Example 1: A PMC Open Access Article

import tarfile
import urllib.request as request
from contextlib import closing
from pathlib import Path

from pubmed_types import pmc_article

# Input file source and output file destination
source = (
    "ftp://ftp.ncbi.nlm.nih.gov"
    + "/pub/pmc/oa_bulk/oa_comm/xml"
    + "/oa_comm_xml.incr.2023-03-21.tar.gz"
)
destination = Path("downloads")
destination.mkdir(exist_ok=True)

# 1. Get an open access article dataset from the FTP server
with closing(request.urlopen(source)) as url:
    with tarfile.open(fileobj=url, mode="r:gz") as fr:
        fr.extractall(destination)

# 2. Parse the file
file_path = destination.joinpath("PMC009xxxxxx").joinpath("PMC9970662.xml")
full_text = pmc_article(file_path)

# 3. Print out the article title
print(f"Title: {full_text.front.article_meta.title_group.article_title.content[0]}")

Output:

Title: Lactate as a myokine and exerkine: drivers and signals of physiology and metabolism

Example 2: A Pubmed baseline citation file

import gzip
import urllib.request as request
from contextlib import closing
from pathlib import Path

from pubmed_types import pubmed_article_set

# Input file source and output file destination
source = "ftp://ftp.ncbi.nlm.nih.gov" + "/pubmed/updatefiles" + "/pubmed23n1168.xml.gz"
destination = Path("downloads").joinpath("pubmed23n1168.xml")
destination.parent.mkdir(exist_ok=True)

# 1. Get a pubmed citation daily update file from the FTP server
with closing(request.urlopen(source)) as url:
    with gzip.GzipFile(fileobj=url, mode="rb") as fr:
        with open(destination, mode="wb") as fw:
            fw.write(fr.read())

# 2. Parse the file
article_set = pubmed_article_set(destination)

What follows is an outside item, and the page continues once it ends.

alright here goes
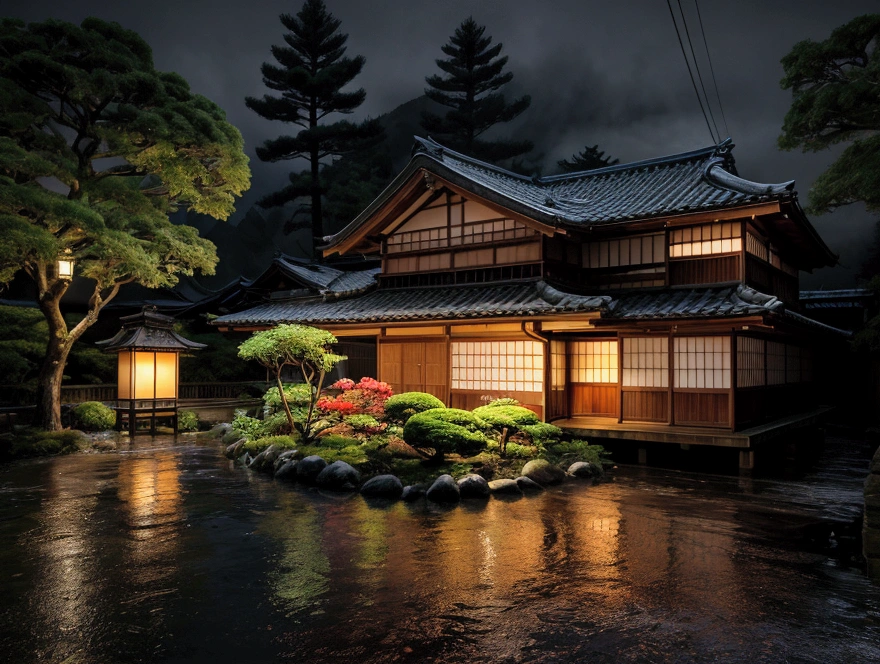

# 3. Get the number of citations in the file
print(f"Number of citations: {len(article_set.pubmed_article)}")
print(
    f"{article_set.pubmed_article[0].medline_citation.article.article_title.content[0]}"
)

Output:

Number of citations: 2543
A Patent and Pattern Mother.

FAQ

Why does it take so long to parse a pubmed citation set

There is a lot of data, and the schema is deep and complex.

Why are the return structures so complicated?

The return structures are a direct reflection of the XML format defined by the NLM. In the future some utility classes might be made for common components (title, authors, etc), but for now this is intended to be an unbiased way of parsing the XML.